Постепенно я приходила в себя. Сознание всё больше прояснялось, тени отползали во мрак. Боль от случившегося немного притупилась, пусть и не ушла совсем.

Я знала, что она останется со мной навсегда.

Настал день, когда я окончательно окрепла и почувствовала, что теперь могу вернуться к полноценной жизни.
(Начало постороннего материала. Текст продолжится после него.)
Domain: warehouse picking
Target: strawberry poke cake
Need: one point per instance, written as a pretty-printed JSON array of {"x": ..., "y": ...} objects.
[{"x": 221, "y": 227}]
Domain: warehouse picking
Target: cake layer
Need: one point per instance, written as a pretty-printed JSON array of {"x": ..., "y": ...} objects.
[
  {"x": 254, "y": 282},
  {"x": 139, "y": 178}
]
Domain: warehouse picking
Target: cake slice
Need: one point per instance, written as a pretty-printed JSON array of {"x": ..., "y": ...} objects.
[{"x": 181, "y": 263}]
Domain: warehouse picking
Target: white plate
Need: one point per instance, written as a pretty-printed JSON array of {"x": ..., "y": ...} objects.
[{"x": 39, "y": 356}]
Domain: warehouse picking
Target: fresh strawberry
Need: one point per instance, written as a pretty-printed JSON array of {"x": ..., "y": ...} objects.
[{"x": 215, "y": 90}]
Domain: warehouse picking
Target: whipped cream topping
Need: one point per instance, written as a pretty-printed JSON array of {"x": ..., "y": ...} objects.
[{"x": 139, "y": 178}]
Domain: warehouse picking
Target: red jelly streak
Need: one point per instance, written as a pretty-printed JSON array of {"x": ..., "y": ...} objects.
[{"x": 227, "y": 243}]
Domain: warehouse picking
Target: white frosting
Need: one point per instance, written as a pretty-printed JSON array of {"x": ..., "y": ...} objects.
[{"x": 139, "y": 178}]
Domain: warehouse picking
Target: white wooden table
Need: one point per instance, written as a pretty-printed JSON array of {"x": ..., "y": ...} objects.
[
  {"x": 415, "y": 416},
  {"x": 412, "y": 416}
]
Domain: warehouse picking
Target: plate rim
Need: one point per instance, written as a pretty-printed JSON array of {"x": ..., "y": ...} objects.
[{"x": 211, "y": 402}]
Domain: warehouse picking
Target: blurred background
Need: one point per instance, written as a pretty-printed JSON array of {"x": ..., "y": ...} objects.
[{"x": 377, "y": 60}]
В этот день ко мне в палату явилась мама, Стефан и Дагмара. Сунувшуюся было с ними пани Лютрин Белая Сова вежливо, но настойчиво попросила немного подождать за дверью. Ворча, целительница удалилась.

Я молча смотрела на своих посетителей, отгороженная от них мерцающей прозрачной стеной. Когда я пришла в себя в первый раз, то обнаружила, что меня заключили в нечто, вроде плотного кокона. Он пропускал звуки и воздух и был похож на плотное желе, но разорвать его не было никакой возможности.

– Ahojte, – слабым голосом поприветствовала я всех вошедших и, чтобы не уходить в ненужные раскланивания, задала насущный вопрос:

– Когда с меня снимут эту штуку? Я чувствую себя гусеницей в коконе.

– Агнешка, милая, – мягко обратилась ко мне мама, – потерпи немного. Это в целях твоей и нашей безопасности.

– Чтобы вы тут ничего не разнесли, – хмуро поддакнула Дагмара. Я одарила её мрачным взглядом и продемонстрировала им руки:

– Пока ничего такого не произошло.

– Пока вы были в сознании – нет, – сказал Стефан. Он в упор смотрел на меня, но я пока не решалась встретить его взгляд. Каждый раз на ум лезли непрошенные воспоминания, и я исподволь боялась, что он испытывает то же самое.